CN Mataró
- Founded: 1932
- League: División de Honor (M) División de Honor (W)
- Based in: Mataró
- Arena: Piscina CN Mataró
- President: Francesc Casabella
- Head coach: Dani Ballart (W)
- Website: cnmataro.cat

= CN Mataró =

Centre Natació Mataró is a Catalan sports club from Mataró, Barcelona created in 1932. It is active in swimming, water polo, table tennis and triathlon. The men's and women's water polo teams play in the División de Honor Masculina and the División de Honor Femenina respectively. The male team played LEN competitions for the first time in the 2003–04 LEN Trophy, while the female team made its debut in the 2009–10 LEN Trophy.
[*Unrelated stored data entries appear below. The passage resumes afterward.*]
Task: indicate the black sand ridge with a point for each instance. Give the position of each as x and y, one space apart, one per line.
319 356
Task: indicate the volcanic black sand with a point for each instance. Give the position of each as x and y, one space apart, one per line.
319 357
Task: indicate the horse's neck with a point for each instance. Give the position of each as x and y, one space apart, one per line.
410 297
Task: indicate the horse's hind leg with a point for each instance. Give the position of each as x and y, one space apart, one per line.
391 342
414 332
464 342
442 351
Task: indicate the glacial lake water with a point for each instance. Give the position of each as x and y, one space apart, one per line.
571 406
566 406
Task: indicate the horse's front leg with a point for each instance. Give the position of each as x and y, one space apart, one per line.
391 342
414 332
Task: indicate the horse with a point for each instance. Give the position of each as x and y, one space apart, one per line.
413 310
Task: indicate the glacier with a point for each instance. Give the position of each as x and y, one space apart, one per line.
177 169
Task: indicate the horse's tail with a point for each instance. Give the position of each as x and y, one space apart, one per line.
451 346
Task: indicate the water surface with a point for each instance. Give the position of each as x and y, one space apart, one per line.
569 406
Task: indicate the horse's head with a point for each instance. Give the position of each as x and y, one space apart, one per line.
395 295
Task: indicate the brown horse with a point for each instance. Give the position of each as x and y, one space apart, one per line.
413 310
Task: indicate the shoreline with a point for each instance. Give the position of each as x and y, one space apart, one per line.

The women's table tennis section has also represented Spain in the ETTU Cup.

==Titles==
- Women Water Polo:
  - LEN Trophy: 1
    - 2016
  - Copa de la Reina: 2
    - 2016, 2022
  - Spanish Supercup: 3
    - 2019, 2021, 2022

==Squads==

===Water polo===
- Men's team
  - Mario Lloret, Ramiro Veich, Marc Vera, Marc Corbalán, Óscar Aguilar, Eduard Minguez, Max Casabella, Pol Daura, Alex Codina, Víctor Fernández, Gustavo Guimarães, Germán Yáñez, Marc Pannon, Pau Campos.

- Women's team
  - Elena Sánchez, Queralt Bertran, Helena Lloret, Anna Gual, D. Jackovich, Vivian Sevenich, Clara Cambray, Chris Nogué, Marta Bach, Maria Bernabé, Anni Espar, Alejandra Aznar, Blanca Colominas, Carla Martín, Alba Bonamusa, Isabel Piralkova, Ana Aparicio.

===Swimming===
- Men's team
  - Pol Cantó, Chus Collado, Dani García, David Roncero, Josua Sumios, Andreu Valls.
- Women's team
  - Mireia Biel, Berta Cantó, Carla Chaves, Irene Illa, Aina Jiménez, Sara Martínez, Adriana Roca, Natàlia Torné, Aina Triola, Núria Vivas.

===Table tennis===
- Men's table tennis
  - Pau Nolis, Xavier Peral, Toni Prados, Yordi Jason Ramos.
- Women's table tennis
  - Liu Chang, Galia Dvorak, Natalya Prosvirnina.